The Ingest API responds with a standard HTTP response codes:

  • 200

    Data has been received and committed.

  • 201-399

    An error has occurred, check the error text to confirm the error and then retried if possible

  • 401 or 403

    Indicates that the authorization token is incorrect. The operation can be retried if a new API token is used.

  • 4xx (excluding 401 and 403

    Cannot be retried.

  • 5xx

    Errors in the 5xx range can be retried as it may be a temporary error.

Ingest via API Best Practices

When sending POST requests with logs for ingesting, we recommend that logs be batched together in single requests, as sending one request per log message won't scale well.

A good strategy to start with, is to batch log messages up in five second windows, and send all log messages from that time frame in one request.

However, requests can also grow too large. We recommend ingest requests should have no more than 5000 events and take up no more than 5 MB of space (uncompressed). If your requests grow larger than this during your batching time frame, it's better to break the logs into multiple requests.

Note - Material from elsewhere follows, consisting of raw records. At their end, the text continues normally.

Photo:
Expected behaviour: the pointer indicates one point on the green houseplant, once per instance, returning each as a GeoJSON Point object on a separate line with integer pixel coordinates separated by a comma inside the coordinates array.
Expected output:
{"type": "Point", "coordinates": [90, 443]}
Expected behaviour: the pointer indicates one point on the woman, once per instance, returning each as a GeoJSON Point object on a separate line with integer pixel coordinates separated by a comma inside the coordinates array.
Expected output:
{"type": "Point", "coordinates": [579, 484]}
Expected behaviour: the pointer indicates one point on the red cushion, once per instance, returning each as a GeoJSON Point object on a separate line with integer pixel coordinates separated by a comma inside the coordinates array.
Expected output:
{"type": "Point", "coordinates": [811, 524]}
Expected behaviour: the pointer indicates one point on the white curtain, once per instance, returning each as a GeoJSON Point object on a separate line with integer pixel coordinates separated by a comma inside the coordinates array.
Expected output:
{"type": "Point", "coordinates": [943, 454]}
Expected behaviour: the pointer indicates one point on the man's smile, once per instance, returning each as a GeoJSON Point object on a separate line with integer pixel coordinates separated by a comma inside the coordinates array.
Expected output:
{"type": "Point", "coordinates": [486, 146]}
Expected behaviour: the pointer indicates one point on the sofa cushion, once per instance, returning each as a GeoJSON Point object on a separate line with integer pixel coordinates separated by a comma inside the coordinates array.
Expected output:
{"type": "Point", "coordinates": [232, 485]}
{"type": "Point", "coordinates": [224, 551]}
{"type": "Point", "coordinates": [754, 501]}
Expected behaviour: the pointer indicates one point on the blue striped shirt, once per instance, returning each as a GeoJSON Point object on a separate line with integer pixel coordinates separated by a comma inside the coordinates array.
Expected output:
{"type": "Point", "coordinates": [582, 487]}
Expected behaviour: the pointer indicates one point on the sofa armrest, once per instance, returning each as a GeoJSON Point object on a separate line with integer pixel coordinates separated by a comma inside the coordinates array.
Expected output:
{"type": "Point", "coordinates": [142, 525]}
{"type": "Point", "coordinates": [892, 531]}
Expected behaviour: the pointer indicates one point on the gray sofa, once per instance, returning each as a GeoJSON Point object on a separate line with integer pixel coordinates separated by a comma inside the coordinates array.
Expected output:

Ingest Unstructured Data Using a Parser

This endpoint should be used when you have unstructured logs in some text format, and you want to give those logs structure to enable easier searching in LogScale. You can either use a built-in parser or create a custom parser.

Note

Another option is to use Falcon LogScale Collector

http
POST /api/v1/ingest/humio-unstructured

Example sending 4 accesslog lines to LogScale

json
[
  {
    "fields": {
     "host": "webhost1"
    },
    "messages": [
       "192.168.1.21 - user1 [02/Nov/2017:13:48:26 +0000] \"POST /humio/api/v1/ingest/elastic-bulk HTTP/1.1\" 200 0 \"-\" \"useragent\" 0.015 664 0.015",
       "192.168.1.49 - user1 [02/Nov/2017:13:48:33 +0000] \"POST /humio/api/v1/ingest/elastic-bulk HTTP/1.1\" 200 0 \"-\" \"useragent\" 0.014 657 0.014",
       "192.168.1..21 - user2 [02/Nov/2017:13:49:09 +0000] \"POST /humio/api/v1/ingest/elastic-bulk HTTP/1.1\" 200 0 \"-\" \"useragent\" 0.013 565 0.013",
       "192.168.1.54 - user1 [02/Nov/2017:13:49:10 +0000] \"POST /humio/api/v1/ingest/elastic-bulk HTTP/1.1\" 200 0 \"-\" \"useragent\" 0.015 650 0.015"
    ]
  }
]

The above example sends 4 accesslog lines to LogScale. In this case we have attached an accesslog parser to the Ingest Tokens we are using. See Parsers for details.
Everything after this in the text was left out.